He could just discern the symbol’s treelike outline, blurry like half-recalled faces of friends long absent. With single-minded deliberation, he compelled it to reveal its secrets.
It revealed nothing.
He was not impatient; he had nothing but time. He continued to observe the image. As they used to say in Xiang Temple, Raidon could stare the paint off the walls, if given the time.
Gradually he noticed discolorations within the lines, smears of gray on black. The blurs became colors; then the colors became shapes. The lines of the symbol pulled away on all sides to become a window onto another place.
Raidon saw a fog-shrouded tower on a small island. Dozens of scaled, fishlike humanoids burst from the water’s edge and stormed the tower. Behind them strode two watery crones who chanted obscenities.

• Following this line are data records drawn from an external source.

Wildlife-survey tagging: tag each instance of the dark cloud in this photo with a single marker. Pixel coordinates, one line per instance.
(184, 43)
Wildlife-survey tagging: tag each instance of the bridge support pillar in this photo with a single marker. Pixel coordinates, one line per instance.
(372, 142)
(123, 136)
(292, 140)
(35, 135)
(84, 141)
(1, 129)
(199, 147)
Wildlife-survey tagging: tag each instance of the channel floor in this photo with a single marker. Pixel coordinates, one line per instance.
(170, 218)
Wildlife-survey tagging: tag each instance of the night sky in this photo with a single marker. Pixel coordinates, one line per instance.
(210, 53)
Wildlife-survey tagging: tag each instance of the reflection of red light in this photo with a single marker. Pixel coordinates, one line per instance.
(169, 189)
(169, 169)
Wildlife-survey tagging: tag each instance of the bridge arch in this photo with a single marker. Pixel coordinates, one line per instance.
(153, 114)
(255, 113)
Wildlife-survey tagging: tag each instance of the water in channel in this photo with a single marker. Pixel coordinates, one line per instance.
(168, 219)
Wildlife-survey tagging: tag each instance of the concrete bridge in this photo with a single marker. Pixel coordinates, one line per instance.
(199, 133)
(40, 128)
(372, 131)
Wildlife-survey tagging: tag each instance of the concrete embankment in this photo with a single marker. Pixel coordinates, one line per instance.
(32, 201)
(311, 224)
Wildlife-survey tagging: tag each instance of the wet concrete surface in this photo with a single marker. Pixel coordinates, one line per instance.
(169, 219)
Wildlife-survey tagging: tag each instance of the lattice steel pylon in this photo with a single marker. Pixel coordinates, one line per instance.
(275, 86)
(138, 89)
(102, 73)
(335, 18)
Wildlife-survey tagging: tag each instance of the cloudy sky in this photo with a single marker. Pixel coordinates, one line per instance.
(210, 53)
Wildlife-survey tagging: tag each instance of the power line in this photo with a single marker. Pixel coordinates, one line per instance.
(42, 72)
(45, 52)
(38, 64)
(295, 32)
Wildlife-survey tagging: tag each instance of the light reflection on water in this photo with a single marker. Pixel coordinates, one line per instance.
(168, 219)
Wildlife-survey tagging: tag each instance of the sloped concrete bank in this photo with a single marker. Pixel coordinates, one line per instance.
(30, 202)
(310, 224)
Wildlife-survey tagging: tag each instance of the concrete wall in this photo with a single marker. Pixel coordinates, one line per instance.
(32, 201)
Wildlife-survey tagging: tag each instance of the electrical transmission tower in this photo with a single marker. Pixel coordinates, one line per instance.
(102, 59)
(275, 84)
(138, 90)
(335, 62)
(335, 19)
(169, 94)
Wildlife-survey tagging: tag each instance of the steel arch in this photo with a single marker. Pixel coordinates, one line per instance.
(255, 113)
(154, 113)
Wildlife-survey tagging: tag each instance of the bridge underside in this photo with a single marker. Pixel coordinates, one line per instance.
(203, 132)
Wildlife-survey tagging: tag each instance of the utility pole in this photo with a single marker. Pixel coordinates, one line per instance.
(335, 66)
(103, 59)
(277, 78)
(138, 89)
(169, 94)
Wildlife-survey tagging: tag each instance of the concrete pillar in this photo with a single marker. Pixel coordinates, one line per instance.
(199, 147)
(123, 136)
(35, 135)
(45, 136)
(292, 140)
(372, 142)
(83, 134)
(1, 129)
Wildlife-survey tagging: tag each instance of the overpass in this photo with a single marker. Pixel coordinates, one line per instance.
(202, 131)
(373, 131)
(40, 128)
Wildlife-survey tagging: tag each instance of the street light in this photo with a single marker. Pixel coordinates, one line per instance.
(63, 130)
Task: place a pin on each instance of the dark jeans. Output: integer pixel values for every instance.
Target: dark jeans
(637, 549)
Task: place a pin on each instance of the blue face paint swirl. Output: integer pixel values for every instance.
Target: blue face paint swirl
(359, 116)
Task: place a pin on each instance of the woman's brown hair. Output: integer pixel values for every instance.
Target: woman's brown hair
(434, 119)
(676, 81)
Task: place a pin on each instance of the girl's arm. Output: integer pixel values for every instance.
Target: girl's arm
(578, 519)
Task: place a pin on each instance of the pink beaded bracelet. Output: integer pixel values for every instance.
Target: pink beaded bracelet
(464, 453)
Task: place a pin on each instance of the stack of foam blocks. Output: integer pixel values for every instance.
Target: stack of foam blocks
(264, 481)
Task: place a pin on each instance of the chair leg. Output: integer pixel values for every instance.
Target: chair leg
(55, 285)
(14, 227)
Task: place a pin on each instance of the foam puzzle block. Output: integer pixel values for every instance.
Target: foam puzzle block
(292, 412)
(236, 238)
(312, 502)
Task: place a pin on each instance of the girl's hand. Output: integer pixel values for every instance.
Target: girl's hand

The creatures had an aberrant taint. Raidon wasn’t sure how he knew that, but he assumed the knowledge was communicated to him by the Sign. Though the creatures were not aberrations themselves, a portion of their spirit was pledged to something abominable.
The fishfolk sought to overpower several defenders who held the tower. The tower denizens included a sea captain in ostentatious dress, accompanied by four humans in ship-scrounged finery; a woman in a body wrap the color of snow; a man with eyes like blood and a cloak so black it seemed more an aura than clothing; a striking young woman as hazy as a dream; and oddly enough, another scaled humanoid touched with the taint of aberration, who stood with the humans instead of its attacking kin.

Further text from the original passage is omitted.